So steckt auch dieser Kontainer voller Überraschungen. Voran treibt es einen von einer zur nächsten. Und am Schluss muss man wohl noch einmal zurück. So viel Stoff zum Staunen, dass die Einzelheiten einander überlagern können. Wovon handelt das Buch eigentlich? „Der ‚ungeknechtete Stoff‘, der den Materialien und dem Leser die ‚Freiheit lässt zu atmen‘“ – das ist seit jeher Alexander Kluges künstlerisches Metier gewesen, der ja nicht nur Schriftsteller, sondern auch Filmemacher und Fernsehproduzent ist. Natürlich gibt es eine wohlüberlegte Komposition, aber in die sind Leerstellen eingebaut, Freiräume, durch die man sich bewegt, wie man will. Und das in Bezug auf das Russland-Thema? Schwarz-Weiß-Denken wird gar nicht erst in Betracht gezogen, uninteressant von vornherein. Wenn Heiner Müller von einem „großen Rätsel“ sprach, das „für uns im Osten liegt“, ist damit der Energiestrahl benannt, auf dem sich die Texte bewegen. Viele, viele Abschnitte in fünf Kapiteln.

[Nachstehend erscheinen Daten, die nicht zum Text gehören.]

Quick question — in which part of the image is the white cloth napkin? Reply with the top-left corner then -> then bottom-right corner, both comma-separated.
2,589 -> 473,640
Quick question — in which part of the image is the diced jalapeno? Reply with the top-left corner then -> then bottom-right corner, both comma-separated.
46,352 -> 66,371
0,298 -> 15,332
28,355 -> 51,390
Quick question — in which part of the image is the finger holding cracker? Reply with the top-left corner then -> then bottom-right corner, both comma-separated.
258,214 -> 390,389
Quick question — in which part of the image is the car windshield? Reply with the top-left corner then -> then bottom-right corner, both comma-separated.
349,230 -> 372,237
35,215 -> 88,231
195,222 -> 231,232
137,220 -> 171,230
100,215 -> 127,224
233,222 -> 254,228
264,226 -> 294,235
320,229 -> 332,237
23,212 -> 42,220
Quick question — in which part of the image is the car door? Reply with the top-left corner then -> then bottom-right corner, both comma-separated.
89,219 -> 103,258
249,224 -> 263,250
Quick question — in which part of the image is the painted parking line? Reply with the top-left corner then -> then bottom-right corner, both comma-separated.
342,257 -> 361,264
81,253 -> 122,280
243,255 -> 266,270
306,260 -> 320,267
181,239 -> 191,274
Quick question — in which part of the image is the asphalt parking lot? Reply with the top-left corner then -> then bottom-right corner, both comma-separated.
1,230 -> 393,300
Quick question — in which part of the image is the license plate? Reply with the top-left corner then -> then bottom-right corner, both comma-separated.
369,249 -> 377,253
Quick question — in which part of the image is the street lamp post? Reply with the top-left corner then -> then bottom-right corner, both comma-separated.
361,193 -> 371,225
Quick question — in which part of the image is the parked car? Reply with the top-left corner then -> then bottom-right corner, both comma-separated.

Das erste: „Alle Seelen Russlands weisen mit ihren Wurzeln zum Himmel“ beginnt mit Mussorgskis Oper  „Chowantschtischna“, den Altgläubigen in Russland und führt weiter zu einer Nachricht an Außerirdische, die in einer russischen Weltraumsonde steckt. Wir werden die russische Astronomin Karina Sedowa kennenlernen, die uns noch einmal bewusst macht, dass wir nicht „nach oben in den Kosmos blicken, sondern von der Erdoberfläche hinunter in die Weiten des Himmels“. Ihr werden  wir später nochmals begegnen. Aber erst einmal kommt uns Heiner Müller mit seiner auf der Bitterfelder Konferenz ausgesprochenen Prognose, dass das Energiereservoir der Sterne irgendwann ausgebeutet werden würde, was Alexander Kluge zu einer Vision von Trotzki aus dem Jahre 1922 bringt, zu den „Biokosmisten“ von 1917 und ihrem Traum von der Auferweckung der Toten, dem sowjetischen Raumfahrtprogramm und zur „Grundschwingung des Baikalsees“. Weiter geht es zur russischen Zirkuskunst und zu den Ansichten des Mönchs Andrej Bitow (nicht mit dem Schriftsteller zu verwechseln) über „morphische Felder“ in der Zeit. Dass Russland 1918 vom Julianischen zum Gregorianischen Kalender wechselte, hatte Folgen…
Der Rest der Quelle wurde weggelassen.